La rutina de ambos se había convertido en algo bastante parecido a lo que tendría una pareja. Aunque no tenían ninguna relación formal y ninguno de los dos había hablado sobre sus sentimientos por el otro, se sentían bastante cómodos en la nueva confianza que habían adquirido luego la noche que pasaron juntos.
Cada mañana, Isidoro se leventaba justo a tiempo para ver a Freddy hacer el desayuno. Y si bien el comisario no tenía por costumbre desayunar, había empezado a acompañar al peliblanco, tomándose un café, mientras este comía. En ese tiempo, solían hablar de cualquier cosa: de cómo durmieron la noche anterior, qué planeaban hacer ese día, si faltaban cosas para la casa, etc. Cuando el oficial terminaba de comer, el pelinegro se encargaba de los platos sucios.
Como Trucazo salía a correr cada mañana y hacía el desayuno justo cuando llegaba, luego de limpiar tenía por costumbre ir a darse una ducha.

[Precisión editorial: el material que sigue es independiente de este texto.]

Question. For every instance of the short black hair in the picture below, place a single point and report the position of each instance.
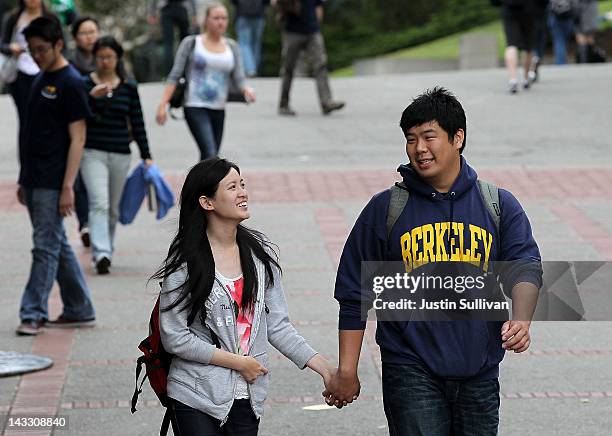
(80, 20)
(47, 28)
(437, 104)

En algún momento de su estadía, Isidoro comenzó a acompañarlo. Como era de esperarse, la gran mayoría de veces no se dedicaban sólo a ducharse, aprovechando el espacio, cercanía y desnudez para satisfacer sus deseos. Aún así, Freddy seguía cumpliendo su palabra de no tener sexo realmente hasta el final de las tres semanas de incapacidad. Y aunque Isidoro esperaba ese día con ansias y un poco de miedo, también disfrutaba desmedidamente la rutina tranquila de amantes que habían establecido.
Luego del baño, aprovechaban el resto de la mañana para hacer algo antes de que Freddy tuviera que irse a trabajar. El pelinegro había ido tan lejos como para comprar una consola para poder jugar con el oficial. No era una actividad que le llamara la atención, realmente, pero a Isidoro le gustaba, así que Freddy jugaba con él cada que se lo pedía. Sino, pasaban el rato viendo series, películas o hablando.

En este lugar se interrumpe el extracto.